Corcoran: And in the recreational market that you referenced, if you go in, there are all sorts of different strains and different types. Do those make a difference in the in the benefits or the risks that you’re taking?
Holt: Well, certainly potency. There is some very high-potency THC out there, and if you take too much, you can end up in the E.R. with temporary psychosis or extreme anxiety. There are so many different products — unfortunately, scientists need to study these products.
Corcoran: Do we know how rare or how often those types of things happen, the psychosis that you referenced?
Holt: They’re rare events, but they can happen. People need to know you can take too much THC. You can’t overdose really on cannabis, but you can take too much.
Corcoran: The film also takes time to look at the criminal implications of marijuana. Despite the fact that government data shows usage is equal across races, more people of color are arrested for cannabis-related offenses. Can you talk about that and what you discovered there?
Holt: It’s amazing to me that during the pandemic, cannabis was considered an essential service and yet some 40,000 Americans are behind bars for cannabis offenses, primarily just for possession. And people of color are almost four times more likely to be arrested than white users. It’s really tragic.

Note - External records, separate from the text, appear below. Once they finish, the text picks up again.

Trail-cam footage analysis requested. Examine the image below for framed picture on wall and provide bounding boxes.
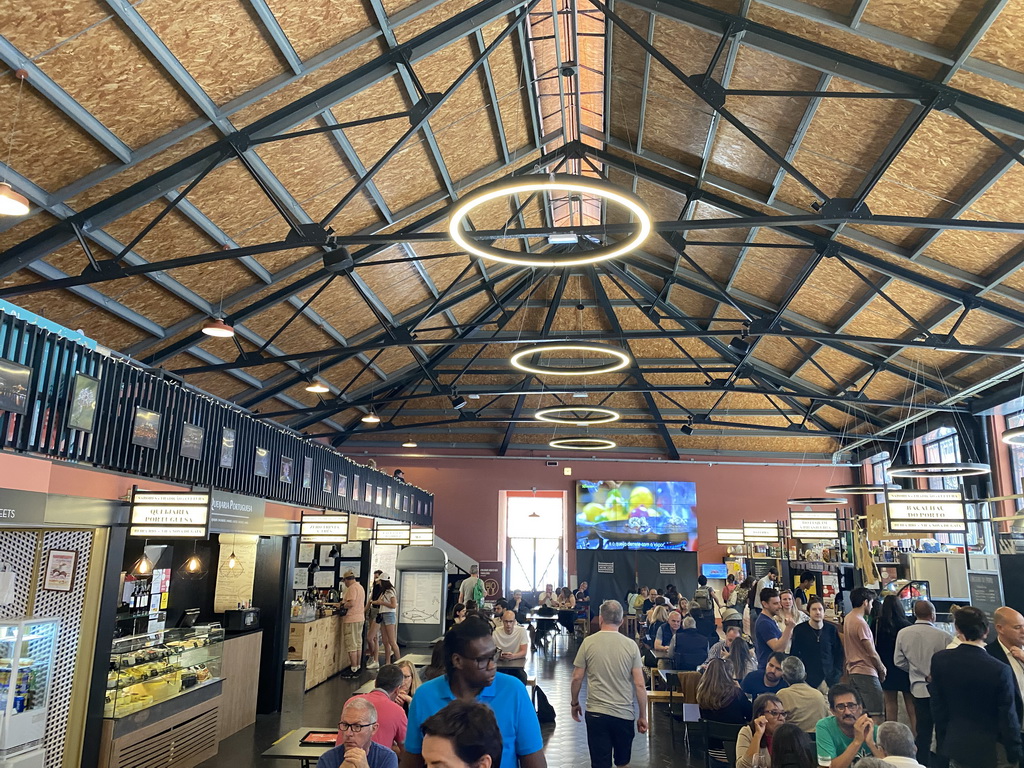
[220,427,237,469]
[179,424,206,459]
[279,456,295,485]
[68,374,99,432]
[131,408,160,449]
[0,359,32,414]
[43,549,78,592]
[253,445,270,477]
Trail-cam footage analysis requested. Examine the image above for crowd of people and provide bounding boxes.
[317,572,1024,768]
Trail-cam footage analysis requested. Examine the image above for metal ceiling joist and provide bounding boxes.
[0,0,523,278]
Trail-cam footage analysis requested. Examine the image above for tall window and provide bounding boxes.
[505,493,565,592]
[1006,411,1024,511]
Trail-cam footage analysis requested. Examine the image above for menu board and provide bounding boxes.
[398,570,444,625]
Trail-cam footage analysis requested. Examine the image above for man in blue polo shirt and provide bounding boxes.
[401,616,548,768]
[754,587,797,670]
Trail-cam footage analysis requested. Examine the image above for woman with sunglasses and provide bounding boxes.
[736,693,788,768]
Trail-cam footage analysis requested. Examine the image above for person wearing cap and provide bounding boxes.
[459,565,482,605]
[341,568,367,677]
[371,573,401,664]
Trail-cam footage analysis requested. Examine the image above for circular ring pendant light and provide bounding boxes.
[785,497,846,507]
[548,437,616,451]
[999,427,1024,445]
[889,462,992,477]
[509,341,631,376]
[534,406,622,427]
[449,173,651,266]
[825,482,900,501]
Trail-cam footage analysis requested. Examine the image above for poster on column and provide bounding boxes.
[479,560,505,601]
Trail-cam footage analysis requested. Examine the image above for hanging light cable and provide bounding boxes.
[0,70,29,216]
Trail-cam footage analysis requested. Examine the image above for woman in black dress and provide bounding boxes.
[874,595,918,732]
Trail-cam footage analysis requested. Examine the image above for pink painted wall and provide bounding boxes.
[385,457,855,573]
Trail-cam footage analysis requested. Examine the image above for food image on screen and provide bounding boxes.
[577,480,697,552]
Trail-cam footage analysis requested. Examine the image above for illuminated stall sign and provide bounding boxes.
[299,513,349,544]
[743,520,781,544]
[790,512,840,541]
[128,490,210,539]
[718,528,743,547]
[886,490,967,534]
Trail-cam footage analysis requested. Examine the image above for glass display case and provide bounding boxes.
[103,624,224,719]
[0,618,59,755]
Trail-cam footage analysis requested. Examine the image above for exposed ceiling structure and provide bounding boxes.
[0,0,1024,459]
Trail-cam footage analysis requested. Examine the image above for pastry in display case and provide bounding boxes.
[0,618,60,756]
[103,624,224,719]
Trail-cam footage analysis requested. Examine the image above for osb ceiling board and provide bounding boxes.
[138,0,288,104]
[267,0,377,61]
[972,0,1024,72]
[861,0,985,49]
[416,40,501,178]
[0,70,114,193]
[748,2,939,80]
[36,19,200,147]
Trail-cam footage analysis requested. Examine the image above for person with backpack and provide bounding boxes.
[459,565,486,605]
[693,573,722,615]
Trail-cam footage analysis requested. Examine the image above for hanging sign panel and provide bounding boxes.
[790,512,839,541]
[718,528,743,547]
[299,514,349,544]
[743,520,781,544]
[886,490,967,534]
[128,490,210,539]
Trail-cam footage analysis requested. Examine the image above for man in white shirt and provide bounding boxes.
[876,722,922,768]
[983,605,1024,731]
[893,600,952,765]
[492,610,529,685]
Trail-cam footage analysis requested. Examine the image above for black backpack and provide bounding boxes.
[534,685,555,723]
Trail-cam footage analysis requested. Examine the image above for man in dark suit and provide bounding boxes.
[929,606,1021,768]
[987,605,1024,737]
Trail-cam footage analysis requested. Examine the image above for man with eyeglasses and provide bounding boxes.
[814,683,885,768]
[316,696,398,768]
[399,615,548,768]
[570,600,647,768]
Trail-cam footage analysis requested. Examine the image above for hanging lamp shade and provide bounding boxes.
[203,317,234,339]
[0,181,29,216]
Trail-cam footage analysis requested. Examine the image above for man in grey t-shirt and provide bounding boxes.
[571,600,647,768]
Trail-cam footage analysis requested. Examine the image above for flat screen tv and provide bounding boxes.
[577,480,697,552]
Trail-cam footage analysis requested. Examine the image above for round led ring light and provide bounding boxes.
[785,497,846,507]
[509,341,630,376]
[999,427,1024,445]
[889,462,992,477]
[449,173,651,266]
[825,483,900,496]
[534,406,622,427]
[548,437,616,451]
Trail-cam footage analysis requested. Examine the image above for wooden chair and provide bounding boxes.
[700,720,743,768]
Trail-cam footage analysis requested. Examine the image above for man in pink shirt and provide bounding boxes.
[843,587,886,723]
[336,664,409,751]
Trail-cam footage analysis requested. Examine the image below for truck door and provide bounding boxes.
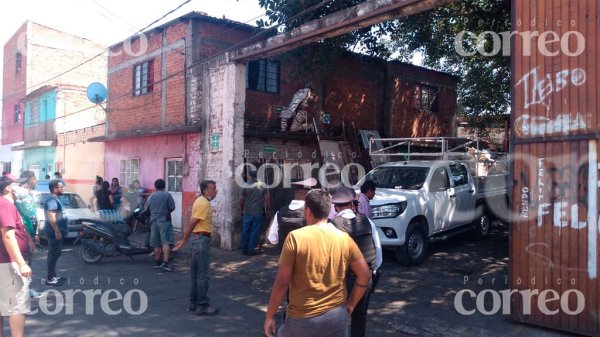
[429,167,455,232]
[450,163,476,226]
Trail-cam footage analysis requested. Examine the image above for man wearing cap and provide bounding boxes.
[44,179,69,286]
[240,170,269,255]
[0,173,31,337]
[15,171,40,298]
[263,189,370,337]
[331,186,383,337]
[173,180,219,316]
[267,178,317,249]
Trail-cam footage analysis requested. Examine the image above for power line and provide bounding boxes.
[2,0,192,100]
[8,0,333,129]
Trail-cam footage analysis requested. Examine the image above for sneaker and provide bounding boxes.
[29,289,42,298]
[46,276,62,286]
[159,261,173,271]
[194,305,219,316]
[248,249,262,256]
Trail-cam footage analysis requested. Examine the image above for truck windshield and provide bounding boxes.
[364,167,429,190]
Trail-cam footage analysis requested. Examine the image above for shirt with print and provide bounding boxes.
[279,223,364,318]
[44,195,69,235]
[192,195,212,233]
[15,186,37,237]
[0,197,29,263]
[357,193,373,219]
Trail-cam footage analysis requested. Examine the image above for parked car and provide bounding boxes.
[33,190,97,240]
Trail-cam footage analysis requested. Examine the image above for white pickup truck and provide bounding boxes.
[359,155,508,265]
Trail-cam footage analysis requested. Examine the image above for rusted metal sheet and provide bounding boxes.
[510,0,600,336]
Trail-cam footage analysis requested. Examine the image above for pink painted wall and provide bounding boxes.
[104,133,200,226]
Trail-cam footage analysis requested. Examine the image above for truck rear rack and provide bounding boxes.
[369,137,508,177]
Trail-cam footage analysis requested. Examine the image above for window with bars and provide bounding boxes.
[26,101,40,125]
[133,60,154,96]
[246,59,281,94]
[15,51,23,73]
[119,158,140,186]
[166,158,183,192]
[414,85,438,111]
[15,104,21,124]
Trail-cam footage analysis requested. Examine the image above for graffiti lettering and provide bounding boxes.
[515,113,590,137]
[515,67,587,109]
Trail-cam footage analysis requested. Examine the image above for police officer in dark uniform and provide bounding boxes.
[331,186,383,337]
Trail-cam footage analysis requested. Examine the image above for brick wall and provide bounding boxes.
[108,22,186,134]
[56,124,104,146]
[380,62,458,137]
[2,23,28,144]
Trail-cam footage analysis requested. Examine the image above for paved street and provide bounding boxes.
[15,227,566,336]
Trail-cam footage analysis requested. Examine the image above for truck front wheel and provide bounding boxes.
[395,221,428,266]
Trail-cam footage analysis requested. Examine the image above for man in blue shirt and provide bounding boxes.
[44,179,68,286]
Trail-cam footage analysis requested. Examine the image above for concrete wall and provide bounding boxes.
[55,125,104,203]
[192,56,246,249]
[23,146,56,179]
[107,22,187,134]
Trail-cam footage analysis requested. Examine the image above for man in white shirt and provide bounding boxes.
[267,178,317,248]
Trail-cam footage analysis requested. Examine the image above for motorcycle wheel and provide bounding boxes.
[79,245,104,264]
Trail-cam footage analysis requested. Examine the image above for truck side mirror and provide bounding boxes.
[429,181,448,192]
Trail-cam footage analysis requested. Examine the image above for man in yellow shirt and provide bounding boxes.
[173,180,219,316]
[264,189,371,337]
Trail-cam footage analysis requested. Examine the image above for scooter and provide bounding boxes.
[75,210,152,264]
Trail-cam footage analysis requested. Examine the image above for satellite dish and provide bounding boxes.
[87,82,107,104]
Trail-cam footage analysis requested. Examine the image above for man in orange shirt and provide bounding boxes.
[264,189,371,337]
[173,180,219,316]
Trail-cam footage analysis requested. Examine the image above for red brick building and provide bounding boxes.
[94,13,254,228]
[96,13,458,245]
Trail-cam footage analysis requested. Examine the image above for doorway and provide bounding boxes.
[165,158,183,231]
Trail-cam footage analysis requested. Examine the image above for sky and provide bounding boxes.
[0,0,265,109]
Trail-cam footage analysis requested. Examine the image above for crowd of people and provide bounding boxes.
[0,166,382,337]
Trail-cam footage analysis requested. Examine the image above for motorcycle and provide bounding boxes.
[75,209,152,264]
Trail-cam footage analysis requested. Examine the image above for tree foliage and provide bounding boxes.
[257,0,510,121]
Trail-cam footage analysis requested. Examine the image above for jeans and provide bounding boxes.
[242,214,264,254]
[346,274,373,337]
[46,230,67,280]
[190,236,210,306]
[277,305,348,337]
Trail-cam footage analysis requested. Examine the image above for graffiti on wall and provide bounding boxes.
[515,113,591,137]
[515,67,587,109]
[515,140,600,279]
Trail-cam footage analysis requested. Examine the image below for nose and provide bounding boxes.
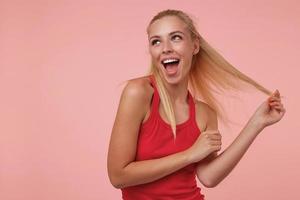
[163,41,173,53]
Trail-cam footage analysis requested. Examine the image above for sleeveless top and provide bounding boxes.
[121,75,204,200]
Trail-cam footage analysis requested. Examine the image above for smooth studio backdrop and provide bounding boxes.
[0,0,300,200]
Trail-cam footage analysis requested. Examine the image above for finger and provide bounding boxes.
[209,140,222,145]
[269,97,281,102]
[208,134,222,140]
[269,101,283,106]
[272,89,280,97]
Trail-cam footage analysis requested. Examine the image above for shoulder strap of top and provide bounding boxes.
[149,74,159,114]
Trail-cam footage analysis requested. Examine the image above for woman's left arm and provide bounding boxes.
[197,90,285,187]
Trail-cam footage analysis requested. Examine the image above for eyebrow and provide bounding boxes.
[149,31,184,40]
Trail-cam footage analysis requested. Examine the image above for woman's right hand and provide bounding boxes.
[186,130,222,163]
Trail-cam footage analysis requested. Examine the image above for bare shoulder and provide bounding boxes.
[122,76,153,106]
[195,100,218,131]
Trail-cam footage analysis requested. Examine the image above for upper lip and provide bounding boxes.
[160,56,180,64]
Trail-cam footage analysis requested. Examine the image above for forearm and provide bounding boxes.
[197,119,263,187]
[115,151,191,188]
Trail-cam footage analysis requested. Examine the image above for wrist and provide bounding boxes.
[247,118,265,134]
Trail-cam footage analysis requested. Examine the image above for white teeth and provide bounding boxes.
[162,58,179,64]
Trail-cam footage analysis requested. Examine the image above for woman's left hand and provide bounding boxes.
[252,90,286,128]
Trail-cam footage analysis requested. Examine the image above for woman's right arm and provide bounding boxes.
[107,80,220,188]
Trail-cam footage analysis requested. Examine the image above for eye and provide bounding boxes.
[151,40,159,45]
[172,35,182,40]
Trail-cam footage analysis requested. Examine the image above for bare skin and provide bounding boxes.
[107,17,285,188]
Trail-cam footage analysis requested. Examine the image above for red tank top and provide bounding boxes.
[121,75,204,200]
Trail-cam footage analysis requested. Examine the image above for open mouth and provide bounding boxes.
[161,58,180,75]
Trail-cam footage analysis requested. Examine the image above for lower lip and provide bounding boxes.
[163,62,180,76]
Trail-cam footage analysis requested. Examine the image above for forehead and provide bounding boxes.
[148,16,187,37]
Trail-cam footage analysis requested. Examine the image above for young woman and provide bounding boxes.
[107,10,285,200]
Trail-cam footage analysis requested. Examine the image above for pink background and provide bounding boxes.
[0,0,300,200]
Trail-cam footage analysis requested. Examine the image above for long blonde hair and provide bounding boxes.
[147,9,272,139]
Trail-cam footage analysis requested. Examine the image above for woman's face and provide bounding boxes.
[148,16,199,84]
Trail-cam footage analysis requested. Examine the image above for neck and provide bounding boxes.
[165,78,188,104]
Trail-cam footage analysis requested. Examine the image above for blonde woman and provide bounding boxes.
[107,10,285,200]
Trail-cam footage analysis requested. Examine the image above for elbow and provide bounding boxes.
[109,175,124,189]
[198,177,220,188]
[108,171,128,189]
[201,181,219,188]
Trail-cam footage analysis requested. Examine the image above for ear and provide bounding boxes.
[193,38,200,55]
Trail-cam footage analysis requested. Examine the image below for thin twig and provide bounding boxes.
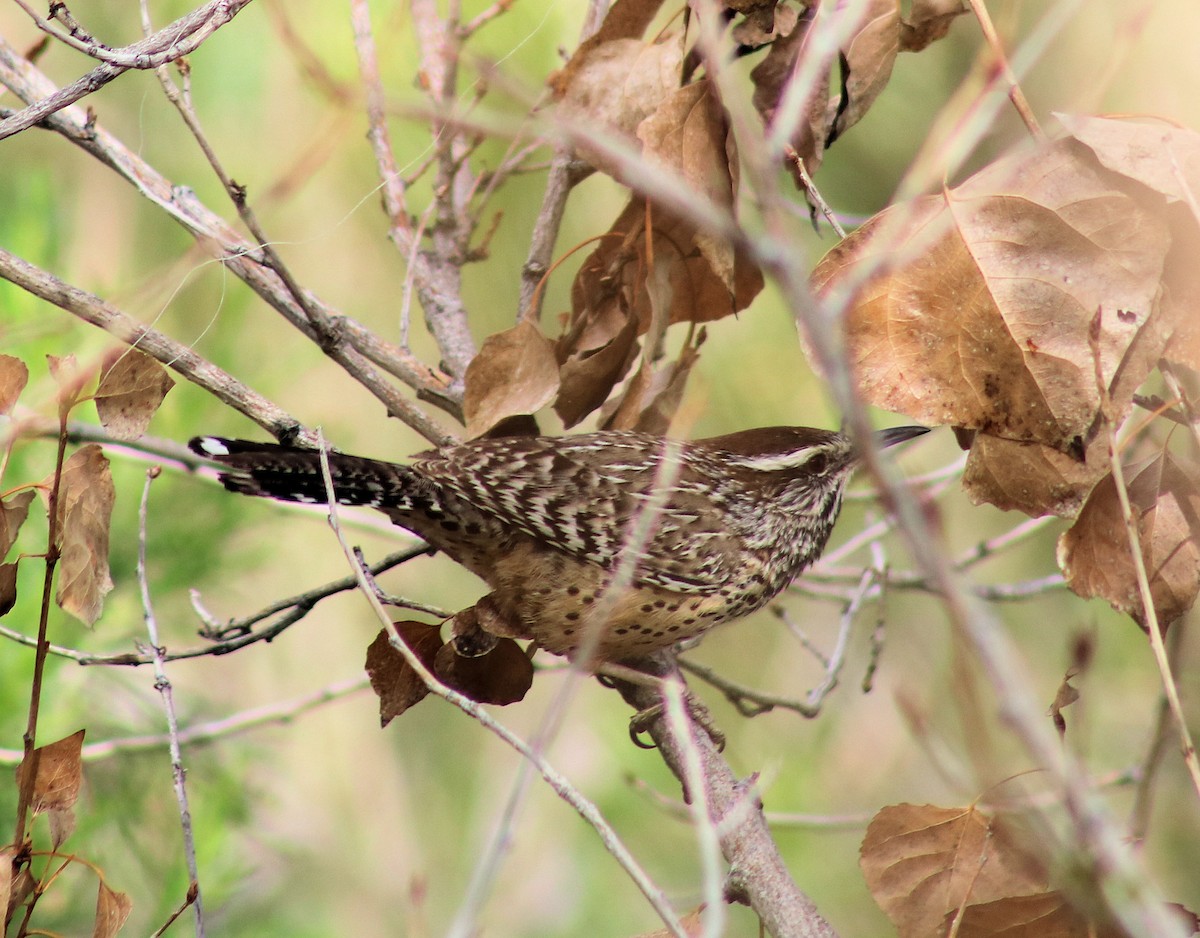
[0,675,370,765]
[662,674,726,938]
[0,0,250,140]
[138,467,204,938]
[967,0,1046,140]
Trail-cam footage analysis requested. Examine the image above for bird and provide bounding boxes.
[188,426,928,663]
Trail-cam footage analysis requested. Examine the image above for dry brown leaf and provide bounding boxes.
[725,0,800,49]
[826,0,900,137]
[556,32,683,178]
[44,444,116,625]
[96,348,175,440]
[0,355,29,414]
[859,805,1045,938]
[600,336,703,435]
[366,621,442,727]
[0,488,37,560]
[0,564,17,619]
[637,79,737,284]
[1049,671,1079,736]
[1163,214,1200,371]
[1055,114,1200,211]
[750,8,829,172]
[46,355,94,414]
[1058,452,1200,629]
[812,140,1170,457]
[900,0,967,52]
[571,196,763,343]
[17,729,85,814]
[962,433,1109,518]
[91,879,133,938]
[941,891,1126,938]
[554,319,637,429]
[462,320,558,437]
[433,638,533,706]
[552,0,662,63]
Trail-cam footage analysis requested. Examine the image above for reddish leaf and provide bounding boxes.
[91,879,133,938]
[366,621,442,726]
[0,488,37,559]
[17,729,85,814]
[96,348,175,440]
[433,638,533,706]
[0,355,29,414]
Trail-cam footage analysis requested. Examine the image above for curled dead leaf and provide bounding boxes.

We follow a veteran in the film who had a third of an ounce of medical cannabis legal in Arizona; he stops to get gas in Alabama and ends up with a five year prison sentence. And [he] enters prison at the height of COVID, so it could become a death sentence. And here he is, a veteran who served for the U.S., Purple Heart, dismantling roadside bombs, severe PTSD and used cannabis to cope. And he ends up in prison in Alabama.